It’s never too early to gather payer insights about a product under development. There can be a tendency in the pharma industry to focus on clinician insights to shape and support product decision-making. And that’s as it should be, because a product must be fit for purpose for clinicians and their patients.
However, before clinicians prescribe or use a product, it’s the payers who will decide on its accessibility and reimbursement. Therefore, incorporating their insights as early as possible, preferably ahead of phase 2 studies, can support decision-making.
Consider that phase 2, first-in-human efficacy studies can, if well planned, often flow into phase 3 studies and, therefore, for studies with small patient populations there is the potential to have longer-term safety and clinical data. To realise this possibility, sponsors need to make sure that those phase 2 studies are designed with the end outcomes in mind, including data to support health technology assessment (HTA) and reimbursement submissions.
That means considering not only outcomes, but also comparators, study type, patient inclusion and exclusions, groups and sub-groups and all the other factors that go into the study design. It needs to be as appropriate and relevant as possible for those decision-makers who are going to be evaluating your product on the data that you've generated.
It can prove invaluable to gather those insights to shape what your study design should look like or validate your study design with those key decision makers to ensure you’re not missing a critical element.
One way to gain those insights early on is to invest in market research. While companies have tended to leave market research until the later stages of development, beginning early on can provide you with the most valuable evidence to support market access and the value proposition for your product.
What does early market research look like?
A typical market research project for a new product would start with validating or understanding the current environment. How is diagnosis done? What are the standard treatment and disease management options? This can provide a better understanding of the unmet need, any bottlenecks to patient care or challenges with the existing treatment and management pathway.

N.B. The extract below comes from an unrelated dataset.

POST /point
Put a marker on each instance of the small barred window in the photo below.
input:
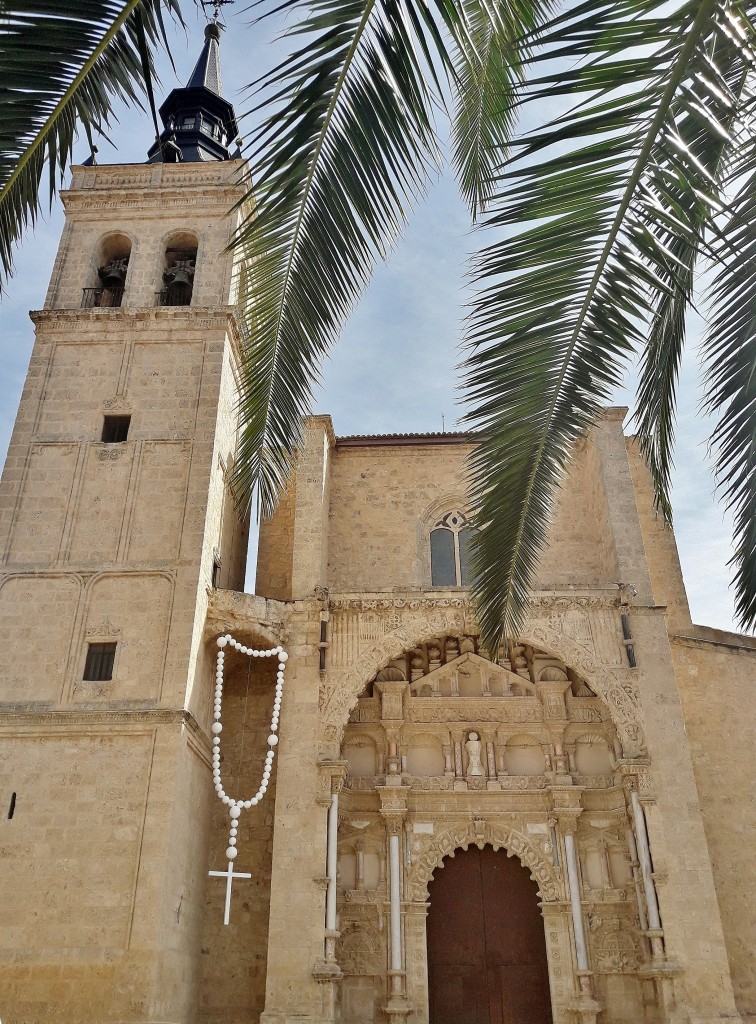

The next stage in market research for a product under development is to look at the proposed new hypothetical, or product X, as we call it. That would include a brief profile and overview of the product (TPP), the indication, the target patient population, top line safety and clinical data, any adverse events reported, any contraindications and so on.
Good market research would delve deeper to uncover what is liked or disliked about the product profile, any gaps, concerns or action that would need to be taken to address issues with the unmet need. It would also look at a potential treatment pathway, including who might be considered appropriate to prescribe it.
Early research to inform phase 2 trial design may also take more time to explore details of the evidence that would be required or likely to be required by the time the new product is expected to reach the market. It can assess what may have changed in the treatment and management of the condition in future, and how trials can best future-proof the evidence generated to strengthen the proposition for the new product. For example, how much will efficacy impact decisions and positioning versus price? If entering a busy market, what will distinguish the new product from its competitors? What would need to be demonstrated to put a new product higher up the treatment pathway than older, established, potentially cheaper options? What data would help to provide the reassurance decision makers need to allow use of the new product with minimal restrictions on implementation?
Once a trial has been designed and is running it is incredibly difficult and costly to make changes. In fact, any changes would typically undermine the evidence being gathered. Therefore, investing in market research at this early point can be the best investment you make. Whether it steers your design in a different way, or validates and provides the confidence in your trial plans, it can help you ensure you are doing the best you can to optimise your product.
Defining pricing through market research
The next step would be to explore the potential access and the price points. What would payers expect the price to be, based on the product profile that's in front of them? What value do they consider it offers against current treatment options? What price would potentially provide fewer restrictions to patient access? And conversely, what price point would likely introduce patient restrictions and what might those restrictions look like? Would it mean prior authorisation is required? Or would it mean the clinician would need to fill out a form to justify that a particular patient has met the criteria, for example, that patient has already failed on other treatments and would therefore be appropriate for this next line product.
Market research questions would also consider what price would affect who was able to prescribe it. As prices increase, products are very often restricted to specialist initiation or use only. That impacts resources and the whole healthcare system, as well as cost to healthcare, but it also means fewer patients are likely to have access to that product, because they've got to go through those steps and be filtered through to a specialist.
Given the impact price has, it’s important to investigate or to validate if you are set on a price. Sometimes that can be a global price point set for a product, which can impact whether all markets are able to access that product. If affiliates in those markets can gather insights that present their case, it might be possible to push back within the company and argue for a different price, rebate or commercial agreement for that market.
The price a company sets for its product will affect patient access. Understanding that from the point of view of payers can help to inform decision-making.